The Epstein-Barr virus protein, latent membrane protein 2A, co-opts tyrosine kinases used by the T cell receptor.

Ingham RJ, Raaijmakers J, Lim CS, Mbamalu G, Gish G, Chen F, Matskova L, Ernberg I, Winberg G, Pawson T

J Biol Chem. 2005 Oct 7;280(40):34133-42.

PMID: 16087662


 Epstein-Barr virus (EBV) is the causative agent of infectious mononucleosis and is associated with several human malignancies. The EBV protein latent membrane protein 2A (LMP2A) promotes viral latency in memory B cells by interfering with B cell receptor signaling and provides a survival signal for mature B cells that have lost expression of surface immunoglobulin.
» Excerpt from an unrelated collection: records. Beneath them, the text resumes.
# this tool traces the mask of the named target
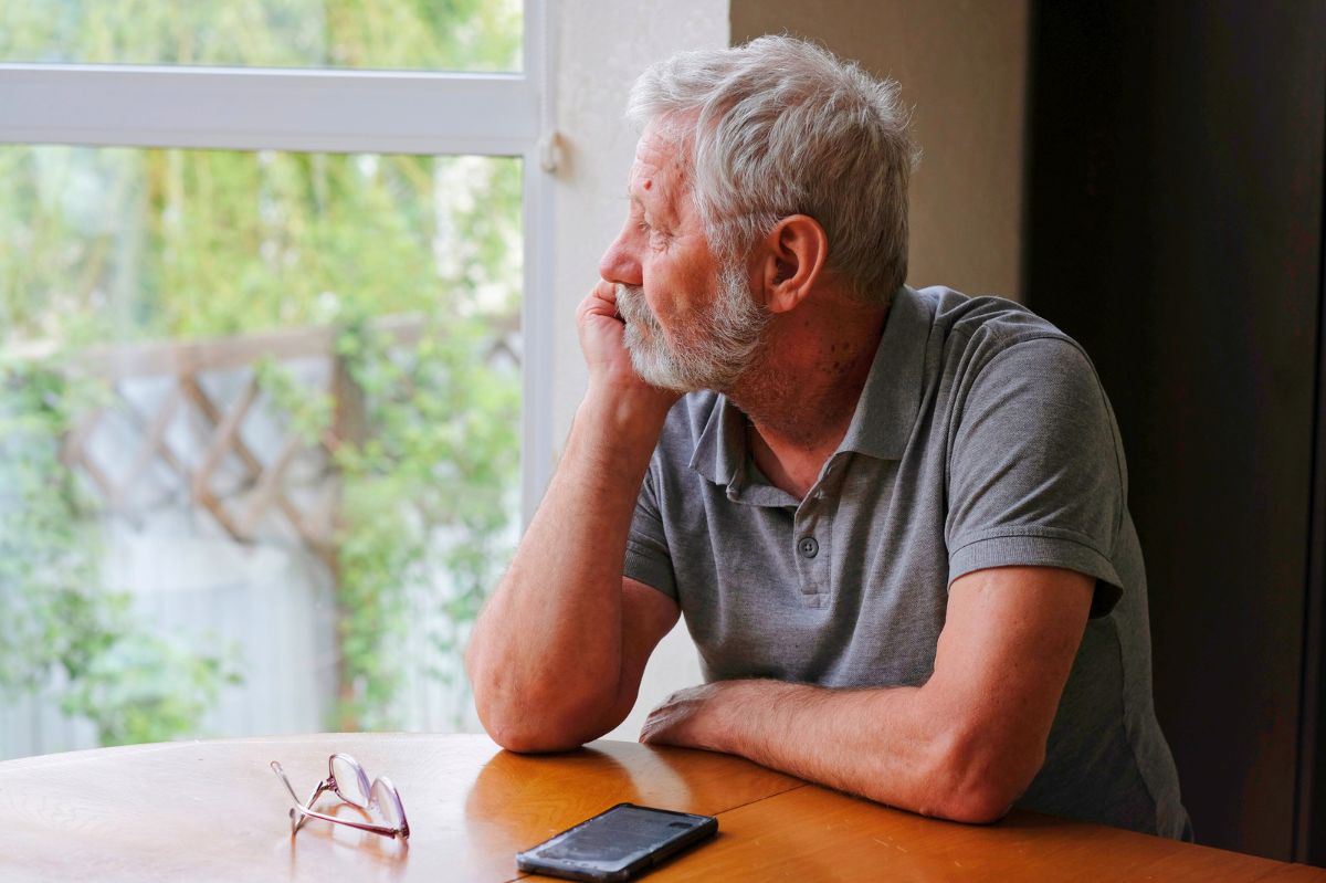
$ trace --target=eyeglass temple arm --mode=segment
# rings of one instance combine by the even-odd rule
[[[322,780],[321,782],[318,782],[318,786],[316,789],[313,789],[313,793],[309,794],[309,799],[301,801],[300,795],[294,793],[294,786],[290,785],[290,780],[286,778],[285,770],[281,769],[281,764],[278,764],[277,761],[272,761],[272,772],[276,773],[277,777],[285,784],[285,790],[290,792],[290,799],[293,799],[294,803],[297,806],[300,806],[300,809],[302,809],[305,811],[308,811],[309,807],[313,806],[314,801],[317,801],[320,797],[322,797],[322,792],[325,792],[325,790],[329,789],[329,785],[328,785],[326,780]],[[304,827],[304,823],[306,821],[309,821],[309,817],[301,814],[300,819],[294,823],[294,829],[293,830],[298,831],[301,827]]]

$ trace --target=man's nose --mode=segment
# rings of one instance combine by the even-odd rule
[[[598,274],[618,285],[643,285],[640,263],[626,243],[625,231],[603,252],[598,261]]]

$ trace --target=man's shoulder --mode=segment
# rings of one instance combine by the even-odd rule
[[[1026,306],[993,296],[968,296],[951,288],[931,286],[910,292],[928,313],[931,339],[940,343],[944,363],[980,369],[1001,353],[1024,343],[1044,342],[1050,363],[1069,358],[1085,361],[1086,353],[1067,333]]]
[[[1010,343],[1036,337],[1069,338],[1026,306],[991,294],[964,294],[940,285],[912,292],[930,312],[932,325],[948,337],[992,338]]]

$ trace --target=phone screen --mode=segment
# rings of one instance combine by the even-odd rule
[[[629,880],[717,830],[712,815],[618,803],[517,853],[516,866],[573,880]]]

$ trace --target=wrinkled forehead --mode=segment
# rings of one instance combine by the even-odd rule
[[[655,200],[680,209],[691,186],[690,143],[675,126],[651,123],[635,145],[629,190],[633,198]],[[651,200],[652,202],[652,200]]]

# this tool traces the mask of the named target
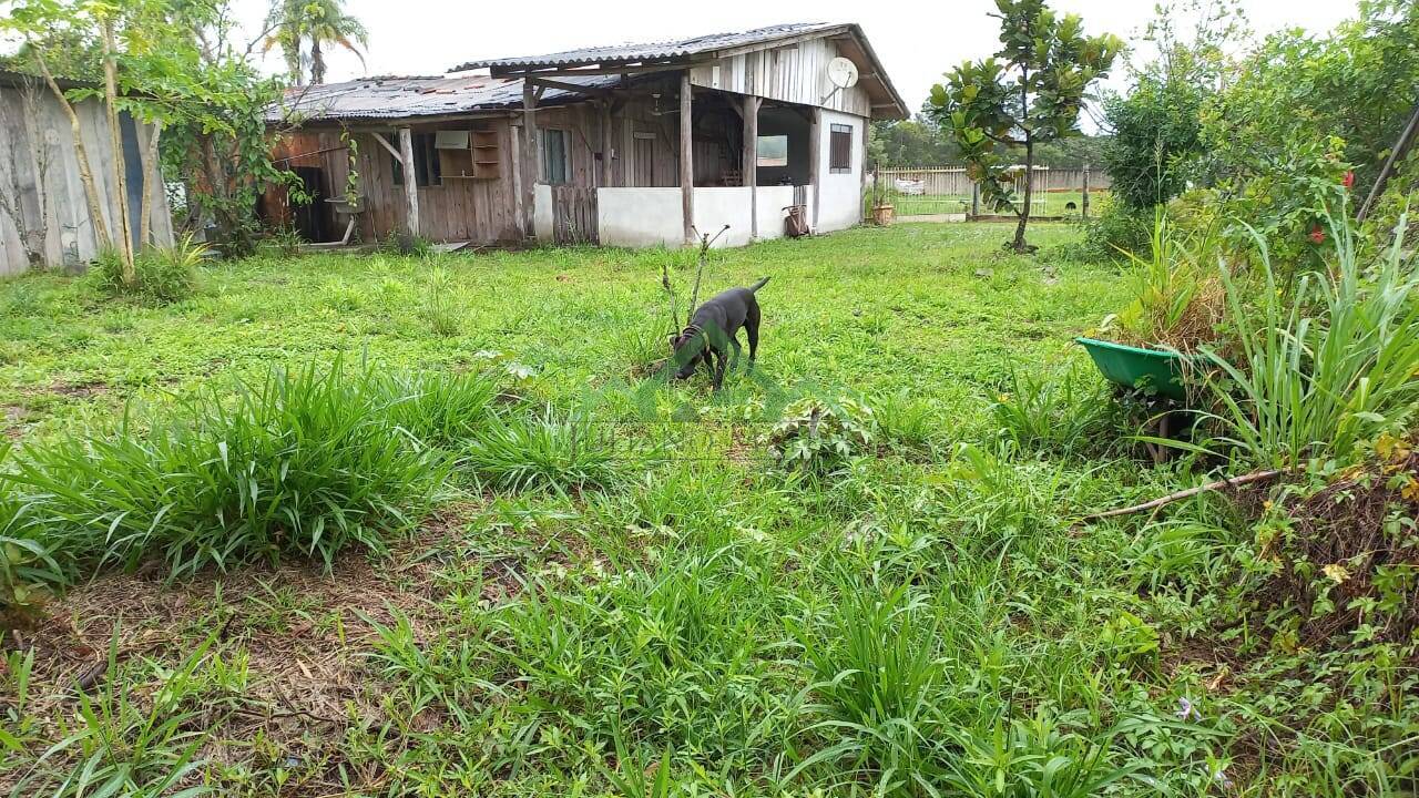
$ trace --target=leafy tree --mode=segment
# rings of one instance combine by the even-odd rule
[[[241,254],[258,230],[253,214],[258,192],[287,173],[270,160],[265,124],[280,85],[251,65],[258,41],[240,43],[233,17],[228,0],[27,0],[3,23],[26,38],[28,50],[21,55],[28,55],[35,72],[45,74],[54,57],[105,82],[112,75],[115,111],[150,124],[152,136],[139,148],[148,185],[160,179],[159,172],[180,180],[193,212],[184,226],[210,220],[216,243]],[[60,92],[53,82],[51,88],[65,102],[102,94],[89,88]],[[79,166],[84,172],[82,159]],[[152,219],[148,197],[145,192],[135,224],[145,243]],[[101,214],[91,216],[99,219],[101,241],[111,241]]]
[[[961,148],[982,197],[1019,216],[1010,247],[1029,251],[1033,180],[1025,180],[1017,203],[1009,165],[996,145],[1025,151],[1025,173],[1034,169],[1034,148],[1078,135],[1078,112],[1088,87],[1108,74],[1122,41],[1111,34],[1086,37],[1077,14],[1057,16],[1044,0],[996,0],[1000,50],[992,58],[965,62],[931,88],[941,125]]]
[[[867,146],[877,166],[945,166],[961,160],[955,145],[927,114],[873,122]]]
[[[369,31],[345,11],[342,0],[275,0],[267,17],[271,34],[267,50],[280,47],[285,68],[297,84],[309,64],[311,82],[325,82],[325,45],[333,44],[359,57],[360,47],[369,45]],[[309,47],[309,58],[302,48]]]
[[[1191,26],[1183,27],[1191,21]],[[1182,193],[1203,156],[1202,106],[1230,81],[1229,53],[1250,35],[1237,0],[1175,0],[1159,4],[1145,41],[1156,54],[1131,70],[1134,88],[1104,102],[1112,136],[1104,169],[1125,212],[1149,212]]]
[[[1247,220],[1274,256],[1297,258],[1325,246],[1327,207],[1374,183],[1416,97],[1419,4],[1366,0],[1328,35],[1273,34],[1203,102],[1200,180],[1223,217]],[[1392,190],[1413,190],[1415,173],[1406,165]]]

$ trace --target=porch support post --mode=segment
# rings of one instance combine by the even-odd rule
[[[812,231],[817,233],[817,206],[823,196],[823,109],[813,108],[813,121],[807,126],[807,175],[813,183]]]
[[[532,91],[532,81],[522,81],[522,234],[526,239],[536,233],[532,227],[535,217],[534,203],[536,202],[536,94]]]
[[[749,186],[749,240],[759,239],[759,98],[744,97],[744,185]]]
[[[1080,200],[1080,217],[1088,219],[1088,163],[1084,165],[1084,197]]]
[[[685,216],[685,244],[695,240],[695,145],[690,70],[680,72],[680,210]]]
[[[602,99],[602,185],[612,185],[612,101]]]
[[[414,172],[414,135],[409,128],[399,129],[399,159],[404,170],[404,203],[407,206],[409,234],[419,234],[419,175]]]

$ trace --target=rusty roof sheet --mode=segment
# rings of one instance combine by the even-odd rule
[[[576,75],[566,78],[565,82],[606,88],[619,81],[617,75]],[[558,101],[582,97],[573,91],[548,88],[538,102],[555,105]],[[267,108],[267,121],[403,119],[521,106],[521,78],[380,77],[292,87],[285,91],[281,102]]]
[[[790,23],[755,28],[742,33],[717,33],[697,35],[678,41],[656,41],[648,44],[613,44],[609,47],[587,47],[585,50],[568,50],[565,53],[549,53],[546,55],[519,55],[515,58],[492,58],[470,61],[461,67],[454,67],[450,72],[465,70],[480,70],[484,67],[587,67],[592,64],[636,64],[641,61],[670,61],[687,58],[715,50],[745,47],[753,44],[768,44],[779,38],[788,38],[816,30],[844,27],[841,23]]]

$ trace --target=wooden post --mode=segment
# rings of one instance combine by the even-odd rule
[[[602,185],[612,185],[612,101],[602,99]]]
[[[409,234],[419,234],[419,175],[414,172],[414,135],[399,129],[399,159],[404,169],[404,203],[409,207]]]
[[[749,240],[759,239],[759,98],[744,97],[744,185],[749,186]]]
[[[1088,219],[1088,163],[1084,165],[1084,199],[1078,203],[1081,219]]]
[[[680,72],[680,210],[685,217],[685,243],[695,240],[695,143],[694,143],[694,89],[690,87],[690,70]]]
[[[809,229],[817,233],[817,206],[823,196],[823,109],[813,108],[813,121],[807,126],[807,179],[813,183],[813,216]]]
[[[536,176],[539,168],[536,153],[536,95],[532,81],[522,80],[522,234],[536,236],[532,220],[536,217]]]

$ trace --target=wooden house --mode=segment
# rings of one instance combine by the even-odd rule
[[[275,158],[315,202],[263,204],[312,241],[680,246],[728,224],[734,246],[790,209],[856,224],[867,122],[907,115],[856,24],[480,60],[292,88]]]
[[[60,81],[60,88],[67,91],[81,84]],[[135,246],[145,190],[152,203],[152,240],[172,244],[163,185],[143,186],[142,148],[149,141],[149,126],[122,114],[122,153],[115,153],[104,101],[82,99],[72,106],[106,230],[118,229],[118,206],[108,186],[114,182],[114,160],[119,159]],[[79,267],[98,250],[68,115],[41,78],[0,71],[0,274],[31,266]]]

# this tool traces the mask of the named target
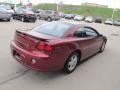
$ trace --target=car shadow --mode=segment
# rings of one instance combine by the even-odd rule
[[[100,54],[100,53],[99,53],[99,52],[97,52],[97,53],[93,54],[92,56],[90,56],[90,57],[88,57],[88,58],[84,59],[83,61],[81,61],[81,62],[80,62],[80,64],[79,64],[79,65],[81,65],[81,64],[83,64],[83,63],[85,63],[85,62],[86,62],[86,61],[88,61],[88,60],[91,60],[91,58],[93,58],[94,56],[96,56],[96,55],[98,55],[98,54]]]

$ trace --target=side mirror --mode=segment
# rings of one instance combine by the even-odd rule
[[[74,33],[75,37],[86,37],[86,32],[85,31],[76,31]]]

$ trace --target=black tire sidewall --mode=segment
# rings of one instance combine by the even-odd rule
[[[71,58],[73,55],[76,55],[76,56],[78,57],[78,60],[77,60],[77,64],[76,64],[75,68],[70,71],[70,70],[68,69],[68,63],[70,62],[70,58]],[[79,59],[80,59],[79,53],[77,53],[77,52],[72,53],[72,54],[68,57],[65,65],[64,65],[64,71],[65,71],[66,73],[72,73],[72,72],[76,69],[76,67],[77,67],[77,65],[78,65],[78,62],[79,62]]]

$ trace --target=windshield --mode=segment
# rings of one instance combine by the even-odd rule
[[[57,37],[62,37],[63,34],[72,26],[72,24],[65,24],[65,23],[46,23],[41,26],[38,26],[33,29],[33,31],[47,34],[47,35],[53,35]]]

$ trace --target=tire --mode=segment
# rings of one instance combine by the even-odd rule
[[[35,21],[36,21],[36,20],[32,20],[32,22],[34,22],[34,23],[35,23]]]
[[[64,71],[68,74],[72,73],[76,69],[79,59],[79,53],[72,53],[64,65]]]
[[[41,20],[41,17],[40,17],[40,16],[38,16],[38,19],[39,19],[39,20]]]
[[[47,21],[48,21],[48,22],[51,22],[51,21],[52,21],[52,19],[51,19],[50,17],[48,17],[48,18],[47,18]]]
[[[22,21],[22,22],[25,22],[25,18],[24,18],[24,17],[21,17],[21,21]]]
[[[106,46],[106,41],[103,41],[101,47],[100,47],[100,53],[102,53],[105,50],[105,46]]]

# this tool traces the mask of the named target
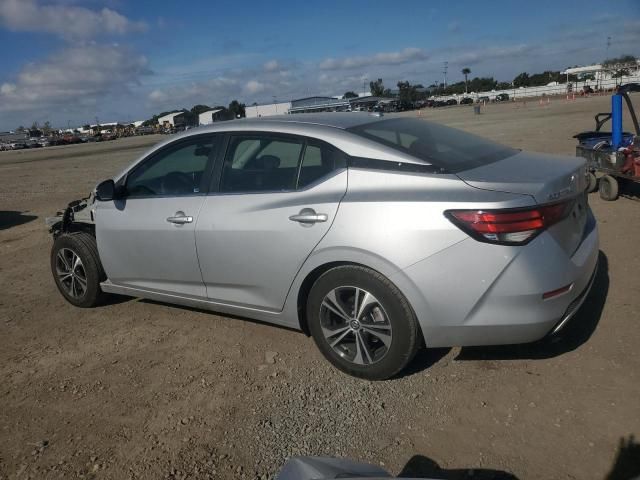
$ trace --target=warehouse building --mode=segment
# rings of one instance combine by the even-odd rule
[[[158,118],[158,123],[165,128],[179,127],[186,123],[186,119],[184,118],[184,112],[173,112]]]
[[[211,125],[213,122],[220,122],[226,119],[227,117],[224,110],[222,108],[215,108],[198,115],[198,125]]]
[[[289,113],[291,102],[268,103],[264,105],[253,104],[245,107],[247,118],[270,117],[272,115],[284,115]]]
[[[349,100],[335,97],[307,97],[293,100],[289,113],[341,112],[351,108]]]

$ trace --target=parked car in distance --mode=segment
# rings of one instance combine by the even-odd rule
[[[535,173],[532,173],[535,172]],[[303,330],[371,380],[557,332],[589,292],[585,160],[417,118],[298,114],[155,146],[47,219],[73,305],[144,297]]]

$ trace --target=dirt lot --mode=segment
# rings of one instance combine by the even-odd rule
[[[608,102],[423,116],[573,154],[571,135]],[[300,454],[395,474],[604,479],[621,439],[640,434],[637,201],[590,196],[600,271],[558,340],[423,351],[402,378],[369,383],[295,331],[135,299],[63,301],[44,217],[159,140],[0,152],[0,479],[269,478]],[[639,449],[623,457],[640,465]]]

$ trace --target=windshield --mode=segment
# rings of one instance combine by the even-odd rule
[[[491,140],[413,118],[394,118],[347,130],[451,173],[497,162],[518,153],[514,148]]]

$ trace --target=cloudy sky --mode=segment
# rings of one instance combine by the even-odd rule
[[[0,130],[428,85],[445,61],[511,81],[601,61],[608,36],[640,56],[640,0],[0,0]]]

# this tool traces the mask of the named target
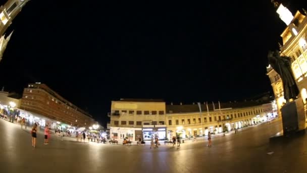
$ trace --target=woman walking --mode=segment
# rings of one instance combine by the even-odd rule
[[[36,146],[36,132],[37,132],[37,125],[35,123],[32,128],[31,134],[32,135],[32,146],[35,148]]]

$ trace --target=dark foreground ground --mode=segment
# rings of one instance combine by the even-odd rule
[[[214,137],[211,148],[198,140],[179,149],[162,144],[151,150],[61,141],[54,136],[44,145],[39,134],[33,149],[28,131],[0,119],[0,172],[307,172],[307,135],[270,142],[281,129],[276,120]]]

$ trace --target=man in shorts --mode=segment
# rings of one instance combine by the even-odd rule
[[[44,144],[45,145],[48,145],[49,144],[49,141],[48,141],[48,138],[49,138],[49,128],[48,128],[48,125],[46,125],[46,126],[45,126],[45,130],[44,130],[44,135],[45,135],[45,139],[44,140]]]

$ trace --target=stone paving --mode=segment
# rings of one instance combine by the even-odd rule
[[[28,131],[0,119],[0,172],[307,172],[307,136],[270,142],[281,129],[276,120],[214,137],[210,148],[202,140],[155,149],[55,136],[44,145],[39,134],[33,149]]]

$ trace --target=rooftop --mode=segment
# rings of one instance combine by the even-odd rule
[[[221,103],[220,107],[221,110],[225,109],[242,108],[248,107],[253,107],[262,105],[264,104],[269,103],[270,101],[246,101],[241,102],[229,102]],[[207,107],[206,103],[203,103],[200,105],[201,111],[207,111]],[[219,110],[219,103],[208,103],[208,109],[209,111],[213,111],[215,110]],[[189,105],[166,105],[167,113],[178,113],[199,112],[198,105],[197,104]]]

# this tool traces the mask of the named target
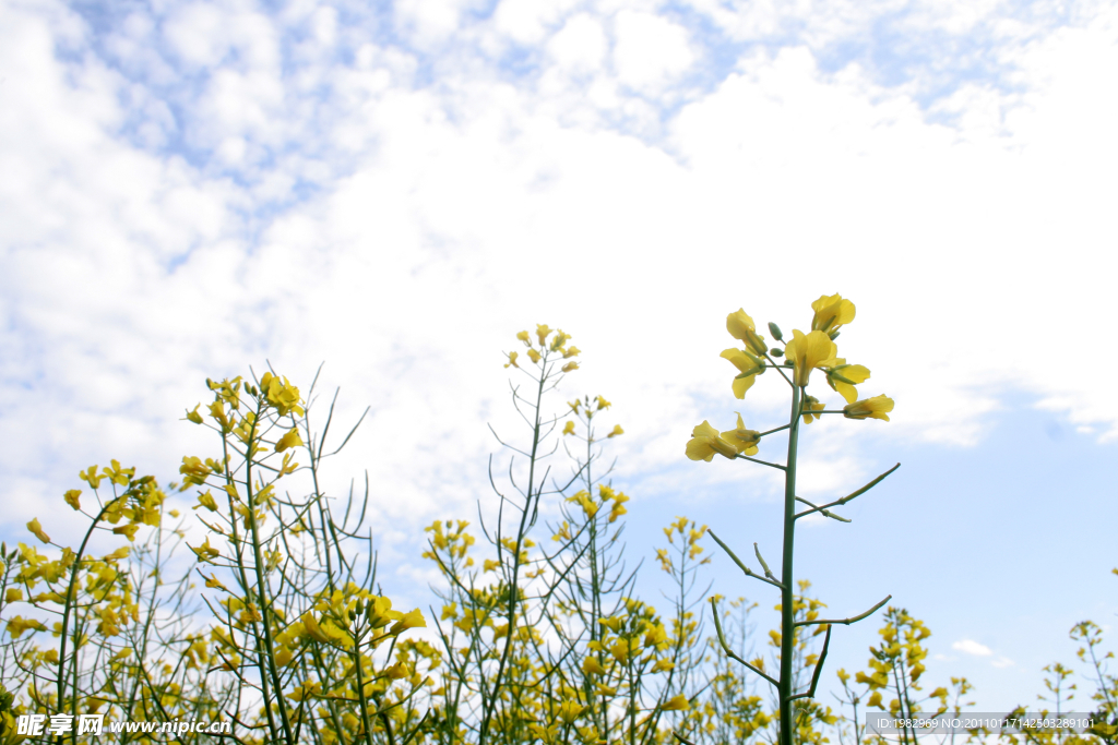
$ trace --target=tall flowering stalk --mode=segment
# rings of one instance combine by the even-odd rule
[[[784,342],[784,334],[780,332],[779,326],[775,323],[769,323],[769,333],[771,333],[774,338],[773,347],[769,347],[765,337],[757,333],[754,319],[746,314],[745,309],[731,313],[726,318],[727,331],[736,340],[742,342],[743,346],[743,348],[731,347],[721,353],[721,356],[738,370],[738,375],[731,384],[735,397],[743,399],[746,392],[754,385],[758,376],[769,370],[776,370],[780,378],[788,384],[792,392],[788,423],[766,431],[757,431],[748,429],[739,413],[737,427],[721,432],[711,426],[709,421],[703,421],[694,428],[691,440],[686,443],[686,456],[691,460],[705,460],[709,462],[713,460],[717,453],[731,460],[749,460],[784,472],[784,545],[779,579],[769,570],[756,543],[754,544],[754,550],[757,561],[761,565],[762,574],[752,572],[713,531],[710,531],[711,537],[730,555],[746,575],[780,591],[779,678],[771,677],[759,667],[747,662],[730,650],[719,623],[717,599],[711,599],[716,629],[726,653],[767,680],[777,691],[780,715],[780,745],[792,745],[794,742],[796,730],[795,703],[799,699],[815,697],[815,687],[818,684],[819,672],[823,669],[823,661],[826,658],[827,646],[831,641],[831,625],[834,623],[850,624],[860,621],[884,605],[891,598],[891,595],[887,596],[864,613],[847,619],[824,620],[811,618],[797,620],[796,618],[796,598],[794,595],[796,583],[793,571],[796,520],[819,513],[824,517],[849,523],[850,520],[846,518],[831,512],[831,508],[845,505],[900,467],[900,464],[897,464],[897,466],[873,479],[861,489],[824,505],[815,505],[796,496],[796,468],[802,423],[809,424],[826,414],[843,414],[846,419],[881,419],[889,421],[889,412],[893,410],[892,399],[885,395],[875,395],[871,399],[859,400],[855,386],[869,380],[870,371],[862,365],[847,364],[844,357],[839,356],[839,347],[834,340],[839,336],[840,328],[854,319],[854,304],[849,299],[844,299],[841,295],[823,295],[812,303],[812,309],[815,313],[812,317],[811,331],[805,334],[798,328],[794,329],[792,332],[793,338],[787,343]],[[781,344],[784,344],[784,348],[780,348]],[[845,407],[828,410],[819,399],[808,394],[807,388],[811,383],[812,373],[816,370],[822,371],[831,389],[843,397],[846,401]],[[815,379],[818,381],[819,376],[816,375]],[[761,440],[765,437],[784,430],[788,430],[788,452],[784,465],[752,457],[757,455]],[[806,509],[796,512],[797,503],[805,505]],[[806,691],[797,693],[794,689],[796,631],[799,627],[807,625],[819,625],[822,629],[825,629],[825,637],[823,640],[823,651],[815,662],[815,671],[812,676],[811,685]]]

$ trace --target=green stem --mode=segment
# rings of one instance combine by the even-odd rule
[[[796,451],[799,445],[799,402],[803,389],[792,389],[792,419],[788,423],[788,460],[784,469],[784,562],[780,571],[780,745],[793,745],[792,700],[795,670],[796,617],[793,589],[793,555],[796,537]]]

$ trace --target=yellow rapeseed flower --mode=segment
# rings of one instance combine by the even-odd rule
[[[582,672],[586,675],[605,675],[606,669],[601,667],[601,662],[598,661],[598,658],[587,657],[582,660]]]
[[[35,537],[42,543],[50,543],[50,536],[42,531],[42,526],[39,524],[38,517],[27,524],[27,529],[34,533]]]
[[[812,331],[822,331],[828,335],[854,319],[854,304],[842,299],[842,295],[837,294],[819,295],[819,299],[812,303],[812,309],[815,311]]]
[[[664,711],[686,711],[691,708],[691,701],[683,694],[679,694],[664,701],[664,705],[660,708]]]
[[[846,403],[854,403],[858,400],[858,391],[854,389],[859,383],[870,380],[870,369],[863,365],[849,365],[846,360],[837,357],[833,367],[827,369],[827,384]]]
[[[765,361],[745,350],[722,350],[718,355],[723,360],[729,360],[741,373],[733,379],[733,395],[739,399],[746,398],[746,391],[754,384],[757,375],[765,372]]]
[[[736,313],[726,316],[726,329],[730,332],[730,336],[733,338],[745,342],[746,346],[756,354],[760,355],[768,352],[768,344],[757,334],[757,326],[754,325],[754,319],[742,308],[738,308]]]
[[[816,419],[823,419],[823,417],[815,412],[823,411],[824,409],[826,409],[826,405],[814,395],[804,397],[804,423],[811,424]]]
[[[807,385],[807,380],[815,367],[835,364],[839,346],[822,331],[813,331],[805,335],[802,331],[794,329],[792,336],[792,341],[784,347],[784,353],[796,367],[796,385]]]
[[[198,546],[197,548],[190,545],[188,545],[187,547],[190,548],[190,551],[195,552],[195,555],[198,556],[198,561],[200,562],[208,562],[211,558],[217,558],[218,556],[221,555],[221,552],[209,545],[209,538],[206,538],[206,542],[202,545]]]
[[[408,629],[426,629],[427,621],[424,620],[423,613],[419,609],[408,611],[400,617],[400,620],[392,624],[392,628],[388,630],[388,633],[400,633],[407,631]]]
[[[727,458],[738,457],[738,449],[722,439],[719,431],[711,427],[707,420],[691,430],[691,439],[688,441],[685,452],[691,460],[705,460],[707,462],[714,459],[716,452]]]
[[[846,419],[881,419],[889,421],[889,412],[893,410],[893,400],[888,395],[875,395],[843,407]]]
[[[78,499],[80,496],[82,489],[68,489],[66,494],[63,495],[63,499],[65,499],[66,504],[74,509],[82,509],[82,502]]]
[[[139,525],[136,525],[135,523],[129,523],[127,525],[119,525],[119,526],[114,527],[113,528],[113,533],[115,533],[116,535],[123,535],[129,541],[135,541],[136,539],[136,531],[139,531],[139,529],[140,529]]]
[[[738,414],[737,429],[722,432],[722,439],[733,446],[738,452],[747,456],[757,455],[757,446],[761,441],[760,432],[754,429],[746,429],[746,423],[741,420],[741,414]]]
[[[548,334],[551,333],[551,328],[547,324],[536,324],[536,335],[540,340],[540,346],[547,343]]]

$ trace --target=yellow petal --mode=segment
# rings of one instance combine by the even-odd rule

The latter function has suggested that LMP2A may enhance the survival of EBV-positive tumors. EBV is associated with several T cell malignancies and, since LMP2A has been detected in several of these disorders, we examined the ability of LMP2A to transmit signals and interfere with T cell receptor signaling in T cells. We show that LMP2A is tyrosine-phosphorylated in Jurkat TAg T cells, which requires expression of the Src family tyrosine kinases, Lck and Fyn. Lck and Fyn are recruited to the tyrosine-phosphorylated Tyr112 site in LMP2A, whereas phosphorylation of an ITAM motif in LMP2A creates a binding site for the ZAP-70/Syk tyrosine kinases. LMP2A also associates through its two PPPPY motifs with AIP4, a NEDD4 family E3 ubiquitin ligase; this interaction results in ubiquitylation of LMP2A and serves to regulate the stability of LMP2A and LMP2A-kinase complexes. Furthermore, stable expression of LMP2A in Jurkat T cells down-regulated T cell receptor levels and attenuated T cell receptor signaling. Thus, through recruiting tyrosine kinases involved in T cell receptor activation, LMP2A may provide a survival signal for EBV-positive T cell tumors, whereas LMP2A-associated NEDD4 E3 ligases probably titer the strength of this signal.